We dug into the OpenSubtitles.com provider config. “Use Hash” was on.

When Use Hash is enabled, Bazarr computes a hash of the video file and sends it to the provider looking for an exact file match. If no subtitle has been uploaded for that exact release, the search returns nothing – even if perfectly good subtitles exist for the episode by name, season, and episode number.

For good files, hash matching works great. For a 1994 animated series about a sentient duck, the missing hash isn’t quite the surprise you’d think.

Turn off Use Hash. Search All. Watch the queue drain.


What this was really about

I’m a PM. A technical one, but a PM. My job is not to write the code – it’s to ask the right questions until I understand whether the system is actually behaving correctly, or whether someone (or something) is telling me a story that’s plausible but incomplete.

Claude gave me five or six explanations today that were each partially right and meaningfully wrong. Not through any bad faith – just through the same pattern I see in engineers who are smart and moving fast: the first explanation that fits the visible evidence gets offered, and if the person asking doesn’t push, that’s where it ends.

I kept pushing. Not combatively – I apologised once for pushing too hard on a point that turned out to be wrong – but persistently. Show me the code. Walk me through the mechanism. What does the stamp actually record? Does this explain all 729, or just some?

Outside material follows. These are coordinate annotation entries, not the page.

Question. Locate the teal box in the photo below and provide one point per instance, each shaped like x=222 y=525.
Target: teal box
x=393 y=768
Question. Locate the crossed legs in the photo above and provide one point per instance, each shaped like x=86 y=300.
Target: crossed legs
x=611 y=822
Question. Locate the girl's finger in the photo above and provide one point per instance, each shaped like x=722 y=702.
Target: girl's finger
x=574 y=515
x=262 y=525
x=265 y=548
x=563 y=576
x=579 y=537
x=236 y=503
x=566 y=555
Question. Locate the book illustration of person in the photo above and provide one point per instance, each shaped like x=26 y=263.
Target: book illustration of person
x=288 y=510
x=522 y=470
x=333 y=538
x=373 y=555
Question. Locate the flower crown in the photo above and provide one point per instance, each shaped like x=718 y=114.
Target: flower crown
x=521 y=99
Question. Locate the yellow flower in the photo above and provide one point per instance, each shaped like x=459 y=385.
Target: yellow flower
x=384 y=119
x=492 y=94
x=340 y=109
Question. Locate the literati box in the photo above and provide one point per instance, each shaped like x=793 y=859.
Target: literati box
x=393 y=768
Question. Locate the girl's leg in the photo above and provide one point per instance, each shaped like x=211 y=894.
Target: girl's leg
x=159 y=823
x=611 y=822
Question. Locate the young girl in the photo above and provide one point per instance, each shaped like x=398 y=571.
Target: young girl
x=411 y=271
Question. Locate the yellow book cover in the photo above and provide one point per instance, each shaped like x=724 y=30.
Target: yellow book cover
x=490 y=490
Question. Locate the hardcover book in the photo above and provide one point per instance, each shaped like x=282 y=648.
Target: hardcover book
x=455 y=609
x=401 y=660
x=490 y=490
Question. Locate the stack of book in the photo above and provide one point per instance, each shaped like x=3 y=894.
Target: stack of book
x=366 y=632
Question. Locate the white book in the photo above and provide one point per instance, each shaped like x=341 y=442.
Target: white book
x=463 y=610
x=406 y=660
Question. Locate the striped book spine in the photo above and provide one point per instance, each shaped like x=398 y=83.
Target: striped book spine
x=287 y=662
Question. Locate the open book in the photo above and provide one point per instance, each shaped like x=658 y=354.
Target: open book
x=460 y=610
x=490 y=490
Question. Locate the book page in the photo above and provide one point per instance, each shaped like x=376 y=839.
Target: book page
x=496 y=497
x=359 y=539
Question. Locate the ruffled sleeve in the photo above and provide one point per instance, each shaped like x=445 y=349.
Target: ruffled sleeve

To me, that’s the job. Not “accept the answer that sounds right” – but “accept the answer that accounts for all the evidence.”

The backlog is draining now. Four things needed fixing. I found all four.


We also shipped two code fixes to the upstream Bazarr project along the way. morpheus65535 has been a gracious maintainer – accepting PRs without fuss from an unknown contributor who showed up in his GitHub with opinions about his subtitle retry logic. I assume he has opinions of his own. I’d love to know them.